Entrevista:O Estado inteligente

quinta-feira, dezembro 01, 2005

PAULO RABELLO DE CASTRO O Rio que morre

O GLOBO



O Rio que conhecíamos está morrendo. O Rio capital da cordialidade, sede de belezas naturais, lugar de encontro de personalidades estrangeiras, mito de brasileiros de todos os recantos, esse já era.

Como cariocas e fluminenses, continuamos reagindo, entre espantados e indignados, com a tragédia que se abateu por aqui. Não foi tsunami, furacão nem terremoto, mas certamente foi uma seqüência catastrófica de políticos, maus administradores, que aprofundaram, sobre o nosso Rio de Janeiro, as influências negativas das "décadas perdidas" da economia nacional e o casamento "na polícia", realizado em 1975, entre Guanabara e o interior do Estado.

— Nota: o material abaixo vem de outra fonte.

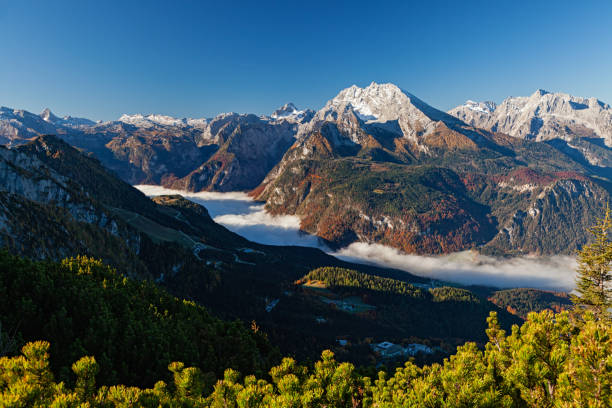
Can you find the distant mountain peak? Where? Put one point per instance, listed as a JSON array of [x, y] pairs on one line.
[[48, 116], [541, 92]]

O vagalhão de mediocridade que atingiu o Rio e nos engolfou, sem escapatória para a grande maioria dos moradores, é a onda do retrocesso econômico e institucional, que ceifou principalmente os mais pobres, a começar pela baixada fluminense, deixando milhões de cidadãos permanentemente sem emprego nos municípios do grande Rio e nas favelas metropolitanas. Que o digam as filas de pedido de emprego na Comlurb!

Tem jeito? Um grupo de inconformados, temos nos dedicado a buscar alternativas. Óbvio que todas as possíveis opções de saída da crise carioca e fluminense passam pela consciência coletiva, pela indignação e pela vontade de colaborar. Essas, creio que não faltarão. Os cidadãos já despertaram, há muito, embora poucos cidadãos acreditem ser possível fazer algo de prático.

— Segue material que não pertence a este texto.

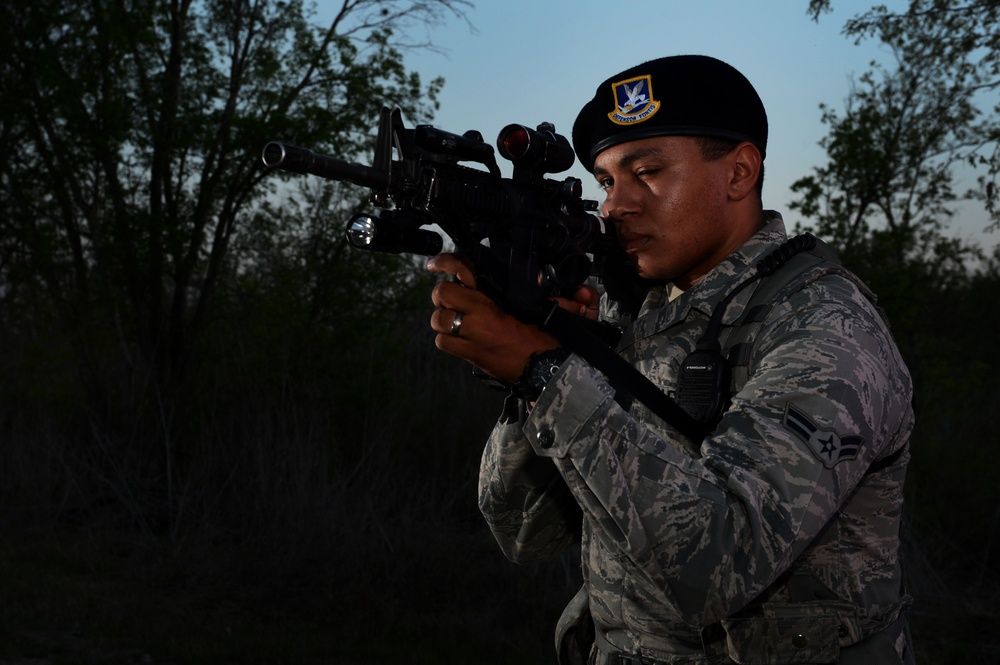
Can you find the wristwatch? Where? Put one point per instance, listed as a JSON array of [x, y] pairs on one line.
[[540, 368]]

Cidades e regiões do mundo já estagnaram, mas depois ressurgiram, ao impulso de decisões provocadas por viradas políticas e de uma clara estratégia de recuperação.

Essas duas condições ainda nos faltam. Mas podemos superá-las. As eleições gerais de 2006 estão aí de novo. O referendo do "não" demonstrou que é possível dar uma resposta diferente da convencional, porque o cidadão, quando vota, pensa e, se pensa, pode surpreender pelo voto. Mas é preciso surgir alternativas de voto realmente diferenciadas: um governador ou uma governadora de fato à altura da história e do potencial deste estado; uma bancada federal capaz de ser, pelo menos, unida pelo Rio (que hoje não existe); um senador que faça mais do que apenas comparecer a sessões e patrocinar pedidos de concessão de rádios no interior.

O Rio — cidade e estado — tem solução, sim, se resgatar seu "padrão mundial". Esta é a sua vocação. O conceito é apenas um: nascemos para ser os melhores. Portanto, se não conseguirmos o padrão de melhor, acabaremos resvalando para o que há de pior. É o que somos hoje. PIB caindo na cidade, desemprego grassando, um estado extrativista, vivendo às custas da exploração do petróleo.

Mas temos aqui a permanência (ainda) de empresas, de pessoas e de eventos de "padrão mundial". O principal é o próprio carnaval, que ainda não conseguiram desorganizar. Temos sedes de empresas de padrão mundial, como Petrobras, Organizações Globo e CVRD (por enquanto). Poucas, é bem verdade, que não saíram para São Paulo ou qualquer outra praça. Aqui vivem também, apesar de tudo, cientistas, artistas e desportistas, financistas, cineastas, compositores, escritores, médicos e juristas, de padrão mundial. Gente que é recebida com respeito e admirada onde quer que chegue, em qualquer universidade ou centro econômico, cultural ou esportivo do planeta.

O conceito da transformação do Rio está em buscar uma nova arquitetura social baseada na inclusão efetiva e eficaz, que começa pela titulação fundiária, e completa urbanização do seu espaço humano, pois é com todos os cariocas e fluminenses que precisamos resgatar o nosso padrão mundial. A arquitetura econômica dessa transformação é possível e viável desde que um choque de gestão ocorra no estado, a começar pela ordem pública, que precede ao reordenamento urbano amplo.

A redenção do Rio também é, ou deve passar a ser, uma questão federal. Os níveis de retrocesso econômico experimentados pela cidade e pela baixada deveriam ser objeto de providências específicas e urgentes de quem vier a ser o próximo presidente da República em 2007. Duas ou três decisões federais (apenas!) serão suficientes para repor o Rio no "ranking" das dez áreas metropolitanas de maior interesse do planeta.

Operar o resgate desse padrão mundial para o Rio é o dever de todos que lamentamos, hoje, nossa queda livre. Devemos isso a nós mesmos. E aos que virão depois de nós.